Ni la psychanalyse, ni la psychothérapie par la compréhension de soi n’ont encore fait preuve d'efficacité pour le traitement des patients atteints du trouble dépressif.

Pour s’occuper d’une personne atteinte de dépression

Quand un membre immédiat de la famille est atteint de dépression, tout l’équilibre familial est perturbé. À prime abord, il est difficile de saisir ce qui se passe et les membres de la famille peuvent perdre patience, se mettre en colère et refuser d’accepter le discours et le comportement de la personne affectée. Il est important de se rappeler que la personne n’a aucune prise sur ses symptômes et sur son comportement. En fait, ce qui lui arrive l'angoisse profondément. Il est d’une importance vitale de lui offrir son attention et son affection.

Pour mieux comprendre comment la dépression affecte ce parent, il vous faut faire tout en votre possible pour vous renseigner sur cette maladie. Cela vous aidera à adapter votre comportement et à lui offrir le soutien nécessaire. Cela vous aidera aussi à comprendre que cette personne a besoin de soins médicaux et psychiatriques et que vous devez faire abstraction de vos propres frustrations pour lui donner les encouragements dont elle a besoin (même s’ils ne semblent pas appréciés au début) et l'aider à ne pas désespérer. Vous devez éviter de vous sentir coupable et concentrer vos efforts sur le besoin de l'aider à se rétablir. N’oubliez cependant pas que votre désir naturel de l’aider ne doit pas vous pousser à vous ingérer dans sa vie personnelle.

Voici le conseil qu'offre Valerie Stillwell dans Living with a Stranger (Gaskell Press, 1997) :

Il faut faire une distinction subtile entre être de bonne humeur… et manquer de sensibilité en étant trop de bonne humeur, en d’autres termes, en lui disant constamment de prendre courage et de prendre sa vie en main. Il (elle) ne le peut pas. C’est précisément en quoi consiste sa maladie. Donc, quelle que soit votre envie de lui donner ces conseils, abstenez-vous! En lui donnant ces conseils, vous lui faites mal : cela est perçu comme un blâme et une critique de son comportement, alors qu'il (elle) n'a aucun contrôle de la situation.

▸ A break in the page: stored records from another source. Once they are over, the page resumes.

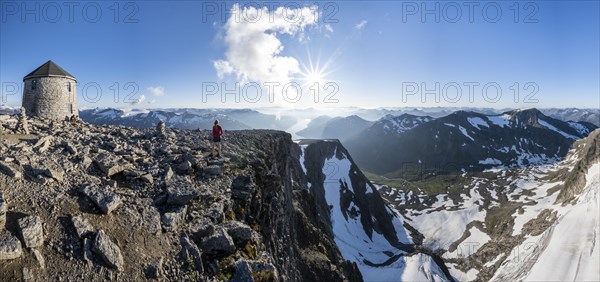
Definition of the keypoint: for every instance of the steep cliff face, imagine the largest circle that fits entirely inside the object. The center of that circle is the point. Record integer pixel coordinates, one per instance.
(294, 231)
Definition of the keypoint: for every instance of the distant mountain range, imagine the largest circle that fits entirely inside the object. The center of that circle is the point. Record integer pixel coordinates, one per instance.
(232, 119)
(405, 145)
(325, 127)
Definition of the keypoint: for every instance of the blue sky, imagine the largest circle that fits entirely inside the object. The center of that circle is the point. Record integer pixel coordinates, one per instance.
(368, 54)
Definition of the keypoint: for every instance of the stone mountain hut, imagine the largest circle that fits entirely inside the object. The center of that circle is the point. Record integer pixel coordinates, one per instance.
(50, 92)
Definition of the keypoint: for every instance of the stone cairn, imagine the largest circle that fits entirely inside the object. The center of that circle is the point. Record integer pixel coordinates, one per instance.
(160, 129)
(23, 126)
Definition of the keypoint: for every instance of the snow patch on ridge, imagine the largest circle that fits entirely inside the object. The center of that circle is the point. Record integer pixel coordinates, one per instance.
(551, 127)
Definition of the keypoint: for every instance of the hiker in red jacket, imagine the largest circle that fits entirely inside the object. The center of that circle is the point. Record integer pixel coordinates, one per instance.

Il va sans dire qu’il ne faut pas le (la) critiquer ou lui adresser des reproches puisque cela pourrait vous engager dans des disputes. Il vaut mieux, tout simplement, vous contenter de dire des choses positives, comme : « Je sais que tu souffres et je peux pas m’imaginer comment c’est. Mais ce que je sais, c’est que tu vas t’en sortir. »

Ne vous laissez pas ennuyer par la répétition constante d’idées négatives. Essayez plutôt de ne pas y faire attention. Quand vous vous sentez en colère ou frustré(e), ne le laissez pas voir. Je sais que c’est difficile. Mais, retenez-vous!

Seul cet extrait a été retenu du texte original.